Application and data integration involve the interconnection of disparate applications and data management platforms. However, while they may sound like similar processes, their capabilities are uniquely different. Both these integration services are complementary in nature. The IT industry is working towards the convergence of these technologies. Despite understanding the scope of these technologies, businesses have yet to adopt an integrated approach. If the vastly different capabilities of these integration models came together, they would tremendously enhance digital business.
Transactional versus transformative
As most business models are based on Service Oriented Architecture (SOA), application integration works at a service level platform. Systems were integrated by a middleware in the past, but advances have been made today. The data simply changes hands from one application to another through a synchronous or asynchronous process. Information exchange is bi-directional.
Data integration has no such concept of exchange. It pulls data from all databases combines them and transforms them into relevant information. It is not only limited to intrinsic databases but can be programmed to include, within its domain, extrinsic data. With big data’s capacity for data generation, this transformative function is vital.
Point-to-Point versus compilation
Application integration begins with the user entering source information that exchanges hand with other applications, in order to pull out the relevant information. This is a point-to-point architecture model followed by application integration models. This system is intended to keep the applications synchronized and in real time. For example, a customer places an order, generates an invoice and the information is automatically updated in the financial database.
However, a large organization may have thousands of applications integrated. This means that they have an even larger amount of interfaces. Pragmatically, it is impossible for a customer to access all these various interfaces individually. Data integration hacks through the forest of cluttered data, providing the user only what is relevant.

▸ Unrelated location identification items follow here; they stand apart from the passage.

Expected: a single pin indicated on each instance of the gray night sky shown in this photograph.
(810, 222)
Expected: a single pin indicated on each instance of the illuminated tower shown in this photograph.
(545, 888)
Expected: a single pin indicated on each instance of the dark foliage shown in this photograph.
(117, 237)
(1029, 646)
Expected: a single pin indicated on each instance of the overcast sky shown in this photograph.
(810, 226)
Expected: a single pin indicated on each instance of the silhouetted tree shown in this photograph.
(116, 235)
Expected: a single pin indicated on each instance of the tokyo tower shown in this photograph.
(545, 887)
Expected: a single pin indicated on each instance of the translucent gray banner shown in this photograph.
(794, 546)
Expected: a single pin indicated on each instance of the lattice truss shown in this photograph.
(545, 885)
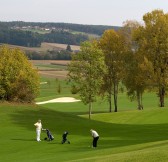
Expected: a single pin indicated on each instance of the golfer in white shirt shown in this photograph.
(95, 136)
(38, 126)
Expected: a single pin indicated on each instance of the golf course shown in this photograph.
(130, 135)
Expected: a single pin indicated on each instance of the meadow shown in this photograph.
(129, 135)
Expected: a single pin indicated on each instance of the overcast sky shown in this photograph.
(92, 12)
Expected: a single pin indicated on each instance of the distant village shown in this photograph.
(46, 29)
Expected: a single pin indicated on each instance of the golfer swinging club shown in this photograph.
(95, 136)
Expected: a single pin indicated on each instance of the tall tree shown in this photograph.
(84, 71)
(152, 40)
(114, 46)
(18, 80)
(136, 66)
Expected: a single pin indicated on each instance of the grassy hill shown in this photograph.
(45, 47)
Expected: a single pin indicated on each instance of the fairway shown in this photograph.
(129, 135)
(124, 136)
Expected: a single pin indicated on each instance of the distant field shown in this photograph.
(51, 68)
(46, 46)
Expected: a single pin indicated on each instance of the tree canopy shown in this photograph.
(18, 80)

Efficiency versus efficacy
There are multiple layers of application integration from the user interface to database. Application integration systems synchronize the customer database to relevant channels that can access this data. For example, linking your social media account to create a new account in an application. Simply making this data accessible in real-time is the primary goal of application integration.
Data integration takes this goal a step further by making the entire process seamless. Also, its transformative functions help in actually creating value from the large amounts of data. Thus, companies can leverage this relevant data to achieve desired goals.
The key challenges today are that there is no single product that can meet the integration infrastructure needs of an entire organization. Outdated database platforms are still preferred over more powerful tools. Relevant use cases that involve integration architecture are yet to be holistically implemented by IT firms. Using a separate data and application integration model is akin to paying your taxes twice. A singular business integration model will cut down your implementation costs.